28 Aug 2010 mentifex   » (Master)

MindForth Programming Journal (MFPJ) 2010 August 28

Sat.28.AUG.2010 -- First-Person Consciousness

The declaration today of a "prsn" (person) variable in the MindForth robot AI has a bearing not only on the proper use of English verb forms in the first, second and third person, but also on self-awareness and artificial consciousness. There is no consciousness module in MindForth, because consciousness emerges not from a single location but rather from the overall functionality of the mind qua mind. Since the new "prsn" variable will help the robot Mind to think about itself and talk about itself in the first person singular, the person variable will reinforce the very concept of the robot self as the ego of a conscious mind. As the AI Mind speaks confidently and grammatically about itself during interaction with other persons -- human peers or robot peers -- the evolution of AI reaches the all-important milestone of self-referential thought.
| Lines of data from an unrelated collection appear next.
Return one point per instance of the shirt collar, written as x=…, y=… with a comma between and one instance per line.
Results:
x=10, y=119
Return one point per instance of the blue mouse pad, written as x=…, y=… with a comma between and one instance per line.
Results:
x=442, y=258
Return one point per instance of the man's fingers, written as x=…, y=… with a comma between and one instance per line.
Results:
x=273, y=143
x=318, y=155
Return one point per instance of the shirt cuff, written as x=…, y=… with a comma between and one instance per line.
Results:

MindForth did not previously have a "prsn" variable because initially all utterances of the proof-of-concept AI were in the third person plural by default. When the goal was to demonstrate thinking and not yet to trigger a Singularity, the simplest way to deal with grammatical person was not to worry about it at all. As the AI Mind has advanced in complexity and in functionality, bugs and glitches began to appear which could be resolved only by taking person into consideration. The issue was forestalled while special coding for be-verbs dealt with first-person forms like "am" and with be-verbs required for use with English pronouns, but now the general coding of general verb-usage requires the adoption of a person variable to make things work. The variable shall be "prsn" for two reasons, brevity and clarity. The chosen name of the variable has clarity because it refers not to a general concept of "person" as perhaps a legal entity or as perhaps a dramatic character, but rather to the specific idea of first person, second person and third person. The "prsn" variable will hold values of "1", "2" or "3" accordingly, and may hold a zero ("0") value for use with infinitive forms such as "to be".